LegalFly has invested in security architecture disclosure as part of its EU AI Act compliance preparation. LegalFly publishes threat model documentation that addresses prompt injection as a named threat category, describes its defense architecture at a level of detail uncommon in the legal AI market, and includes injection attack scenarios in its security FAQ. This level of disclosure is partially driven by the EU AI Act's technical documentation requirements and partially by LegalFly's positioning in European markets where enterprise security procurement involves detailed security questionnaires. Limitation: disclosure quality does not directly correlate with defense quality — a vendor that writes clearly about an unsolved problem has not necessarily solved it. LegalFly's transparency is valuable for evaluation purposes; it does not mean injection risk has been eliminated.

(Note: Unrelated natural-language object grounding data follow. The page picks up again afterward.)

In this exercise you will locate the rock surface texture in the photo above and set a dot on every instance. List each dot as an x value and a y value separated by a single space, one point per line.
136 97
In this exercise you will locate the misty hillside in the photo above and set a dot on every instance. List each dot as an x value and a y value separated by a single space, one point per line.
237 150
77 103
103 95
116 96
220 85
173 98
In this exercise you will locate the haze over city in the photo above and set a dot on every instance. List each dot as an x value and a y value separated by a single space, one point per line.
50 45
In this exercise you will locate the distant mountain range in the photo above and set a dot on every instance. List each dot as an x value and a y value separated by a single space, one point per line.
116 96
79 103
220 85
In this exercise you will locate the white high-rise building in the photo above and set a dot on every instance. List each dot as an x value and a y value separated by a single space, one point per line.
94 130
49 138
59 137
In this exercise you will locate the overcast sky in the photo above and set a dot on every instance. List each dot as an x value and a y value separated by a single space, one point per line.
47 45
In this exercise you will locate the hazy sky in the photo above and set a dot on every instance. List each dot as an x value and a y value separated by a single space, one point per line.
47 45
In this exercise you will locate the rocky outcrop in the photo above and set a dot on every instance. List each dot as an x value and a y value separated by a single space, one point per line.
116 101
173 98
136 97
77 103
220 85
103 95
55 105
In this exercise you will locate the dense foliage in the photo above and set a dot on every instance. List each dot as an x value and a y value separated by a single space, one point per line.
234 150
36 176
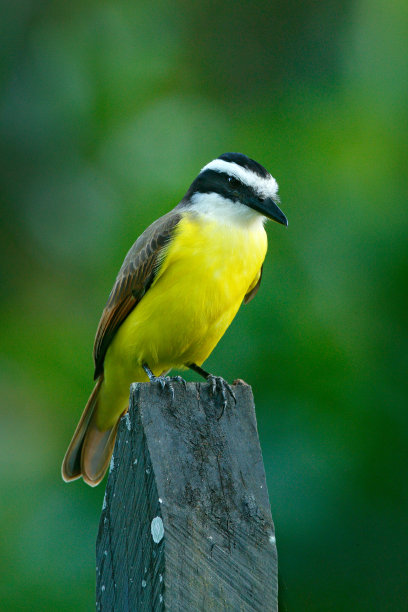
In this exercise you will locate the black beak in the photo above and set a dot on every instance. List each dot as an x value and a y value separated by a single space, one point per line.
270 209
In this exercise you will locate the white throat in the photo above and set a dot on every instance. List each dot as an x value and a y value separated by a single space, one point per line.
224 210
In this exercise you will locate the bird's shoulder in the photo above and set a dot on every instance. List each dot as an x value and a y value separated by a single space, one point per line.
133 280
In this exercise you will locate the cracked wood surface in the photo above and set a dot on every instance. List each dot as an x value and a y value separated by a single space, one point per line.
186 523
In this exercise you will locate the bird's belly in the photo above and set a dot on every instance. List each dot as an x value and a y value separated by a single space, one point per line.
203 279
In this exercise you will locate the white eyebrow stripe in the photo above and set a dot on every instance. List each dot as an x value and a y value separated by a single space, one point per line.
265 187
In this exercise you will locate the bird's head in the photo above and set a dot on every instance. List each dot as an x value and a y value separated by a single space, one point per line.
235 185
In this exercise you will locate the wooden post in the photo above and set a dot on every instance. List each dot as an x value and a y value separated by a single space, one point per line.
186 523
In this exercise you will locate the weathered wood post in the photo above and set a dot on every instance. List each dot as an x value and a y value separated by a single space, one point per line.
186 522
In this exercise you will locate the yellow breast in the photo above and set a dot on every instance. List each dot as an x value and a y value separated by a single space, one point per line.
204 275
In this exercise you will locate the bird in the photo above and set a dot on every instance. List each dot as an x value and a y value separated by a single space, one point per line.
176 293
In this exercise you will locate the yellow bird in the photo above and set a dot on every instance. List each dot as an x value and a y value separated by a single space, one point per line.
180 286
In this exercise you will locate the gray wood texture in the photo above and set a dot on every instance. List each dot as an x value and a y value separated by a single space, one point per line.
186 522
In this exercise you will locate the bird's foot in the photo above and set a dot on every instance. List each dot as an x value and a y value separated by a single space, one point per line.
219 386
165 382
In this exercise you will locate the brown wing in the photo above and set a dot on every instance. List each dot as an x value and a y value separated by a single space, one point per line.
252 292
134 279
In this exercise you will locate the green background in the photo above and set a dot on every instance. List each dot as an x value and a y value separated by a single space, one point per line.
108 111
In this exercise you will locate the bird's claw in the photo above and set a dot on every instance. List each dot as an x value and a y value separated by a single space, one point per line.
218 384
166 382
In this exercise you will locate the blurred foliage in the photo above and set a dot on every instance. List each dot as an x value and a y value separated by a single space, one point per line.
108 111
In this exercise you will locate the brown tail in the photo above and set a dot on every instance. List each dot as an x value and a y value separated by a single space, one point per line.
90 450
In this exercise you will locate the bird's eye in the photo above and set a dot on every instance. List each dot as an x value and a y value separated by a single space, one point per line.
233 182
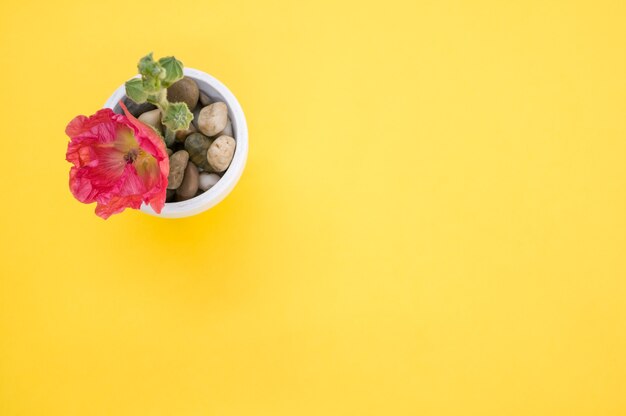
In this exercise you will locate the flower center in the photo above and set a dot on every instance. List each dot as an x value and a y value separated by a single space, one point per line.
131 156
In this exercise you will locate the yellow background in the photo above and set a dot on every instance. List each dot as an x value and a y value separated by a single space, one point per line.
432 220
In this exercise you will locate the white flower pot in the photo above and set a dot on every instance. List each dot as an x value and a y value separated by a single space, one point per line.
218 92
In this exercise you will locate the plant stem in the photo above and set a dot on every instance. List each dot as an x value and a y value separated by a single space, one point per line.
170 136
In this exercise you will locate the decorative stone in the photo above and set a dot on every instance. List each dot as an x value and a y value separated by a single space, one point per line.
178 163
181 135
207 180
196 115
137 109
197 146
213 119
221 153
186 91
205 99
228 130
189 186
169 195
152 118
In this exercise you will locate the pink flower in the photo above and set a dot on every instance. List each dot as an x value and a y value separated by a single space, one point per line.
118 162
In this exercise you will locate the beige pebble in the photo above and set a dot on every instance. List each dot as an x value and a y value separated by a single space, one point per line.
213 119
178 163
221 153
207 180
181 135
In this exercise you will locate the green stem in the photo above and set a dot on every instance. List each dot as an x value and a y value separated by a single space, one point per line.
170 136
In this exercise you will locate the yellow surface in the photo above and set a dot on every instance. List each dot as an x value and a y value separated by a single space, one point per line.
432 220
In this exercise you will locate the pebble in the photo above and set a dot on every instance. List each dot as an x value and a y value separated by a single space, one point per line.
205 99
228 130
181 135
221 152
196 115
169 195
207 180
178 163
213 119
152 118
137 109
186 91
197 146
189 185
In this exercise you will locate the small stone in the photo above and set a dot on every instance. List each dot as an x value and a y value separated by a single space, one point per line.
207 180
197 146
185 91
228 130
152 118
181 135
137 109
169 195
178 163
189 186
213 118
205 99
221 153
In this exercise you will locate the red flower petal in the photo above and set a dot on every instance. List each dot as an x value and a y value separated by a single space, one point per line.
118 162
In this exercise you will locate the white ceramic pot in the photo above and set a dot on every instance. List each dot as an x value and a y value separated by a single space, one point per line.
218 92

The consistent gap across all legal AI vendors is the absence of independent security audits specifically targeting prompt injection in legal document processing workflows. General security certifications (SOC 2, ISO 27001) do not cover AI-specific vulnerabilities like prompt injection — they assess data security controls, access management, and infrastructure, not the AI model's susceptibility to adversarial inputs. Lawyers should not infer from a vendor's security certifications that injection risk has been evaluated or addressed.

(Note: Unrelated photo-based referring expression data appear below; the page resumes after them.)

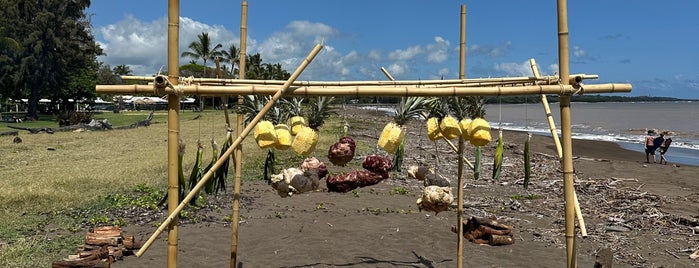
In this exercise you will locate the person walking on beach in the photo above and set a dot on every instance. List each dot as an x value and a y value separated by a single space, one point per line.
663 149
650 146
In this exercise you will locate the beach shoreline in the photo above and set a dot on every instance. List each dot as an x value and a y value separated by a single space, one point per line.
649 208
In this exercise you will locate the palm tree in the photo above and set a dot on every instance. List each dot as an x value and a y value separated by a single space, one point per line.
231 56
122 70
202 49
253 67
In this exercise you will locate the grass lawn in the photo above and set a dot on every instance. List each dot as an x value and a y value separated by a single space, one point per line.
56 186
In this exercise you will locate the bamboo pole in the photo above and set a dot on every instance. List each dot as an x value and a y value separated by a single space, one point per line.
415 90
227 153
460 151
545 103
502 80
566 135
238 152
173 125
554 134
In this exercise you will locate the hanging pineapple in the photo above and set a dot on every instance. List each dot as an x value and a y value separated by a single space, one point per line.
307 136
479 129
449 127
394 132
295 109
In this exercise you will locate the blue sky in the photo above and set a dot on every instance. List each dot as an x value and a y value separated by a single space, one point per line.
650 44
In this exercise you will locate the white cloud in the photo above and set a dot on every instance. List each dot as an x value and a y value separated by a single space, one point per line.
405 54
514 69
143 45
439 51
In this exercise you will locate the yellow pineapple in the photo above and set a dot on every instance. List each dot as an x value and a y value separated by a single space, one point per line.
265 134
283 137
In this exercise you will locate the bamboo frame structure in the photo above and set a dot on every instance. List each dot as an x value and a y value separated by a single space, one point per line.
403 91
508 86
460 152
566 134
173 136
238 151
559 150
173 215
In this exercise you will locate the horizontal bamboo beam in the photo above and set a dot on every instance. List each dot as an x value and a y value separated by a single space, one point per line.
522 79
402 91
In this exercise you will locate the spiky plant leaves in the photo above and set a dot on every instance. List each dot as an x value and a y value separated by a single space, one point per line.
269 167
196 174
319 110
527 162
398 157
497 158
221 173
209 186
477 163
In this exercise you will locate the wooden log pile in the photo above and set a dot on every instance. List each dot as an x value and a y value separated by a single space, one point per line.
487 231
103 245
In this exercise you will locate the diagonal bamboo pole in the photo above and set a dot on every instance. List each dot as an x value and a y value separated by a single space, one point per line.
460 151
566 135
238 152
227 153
554 134
173 133
397 91
469 82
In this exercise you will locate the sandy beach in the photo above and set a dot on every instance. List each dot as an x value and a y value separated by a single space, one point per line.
646 214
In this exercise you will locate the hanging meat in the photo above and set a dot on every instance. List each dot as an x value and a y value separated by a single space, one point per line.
342 151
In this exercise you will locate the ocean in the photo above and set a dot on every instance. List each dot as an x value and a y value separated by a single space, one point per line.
624 123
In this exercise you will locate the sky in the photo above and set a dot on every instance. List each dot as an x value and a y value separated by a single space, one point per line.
654 45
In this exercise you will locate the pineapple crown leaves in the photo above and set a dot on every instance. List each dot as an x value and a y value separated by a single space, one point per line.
458 107
475 106
410 107
293 106
253 104
435 107
318 110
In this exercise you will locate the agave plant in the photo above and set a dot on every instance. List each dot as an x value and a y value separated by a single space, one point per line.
317 111
393 133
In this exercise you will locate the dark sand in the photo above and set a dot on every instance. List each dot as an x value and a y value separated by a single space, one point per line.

How Lawyers Should Verify and Apply It
-
Identify which AI workflows in your firm process adversarial-party documents. E-discovery review, contract review of counterparty drafts, analysis of opposing expert reports, and processing of opposing party discovery productions are the highest-risk workflows. For each workflow, document which AI system processes the content and what the output is used for. This inventory is the starting point for injection risk assessment.
-
Ask vendors directly whether their system has been tested for prompt injection in document processing workflows. Request documentation of any independent security testing — penetration testing by a third party, red-team exercises, or published security research — that specifically addressed prompt injection in the context of legal document analysis. If the vendor cannot point to this documentation, the risk has not been independently evaluated.
-
Do not rely on AI output alone for any review where adversarial-party documents were processed. When AI-assisted e-discovery review or contract analysis involves documents submitted by an opposing or potentially adversarial party, build in a human spot-check of the AI's outputs — particularly for classification decisions (privileged/non-privileged, responsive/non-responsive) that could be the target of a manipulation attempt. The spot-check does not need to cover every document; a statistically meaningful sample review of AI classifications in high-risk document populations is sufficient to detect systematic anomalies.
-
Report suspected injection attempts through your security incident process. If AI output on a matter appears inconsistent with the document content — for example, the AI reports no issues with a contract clause that you can see is materially unfavorable — treat this as a potential security incident in addition to a quality control failure. Document the anomaly, preserve the document that was processed, and escalate to your AI vendor's security team for investigation.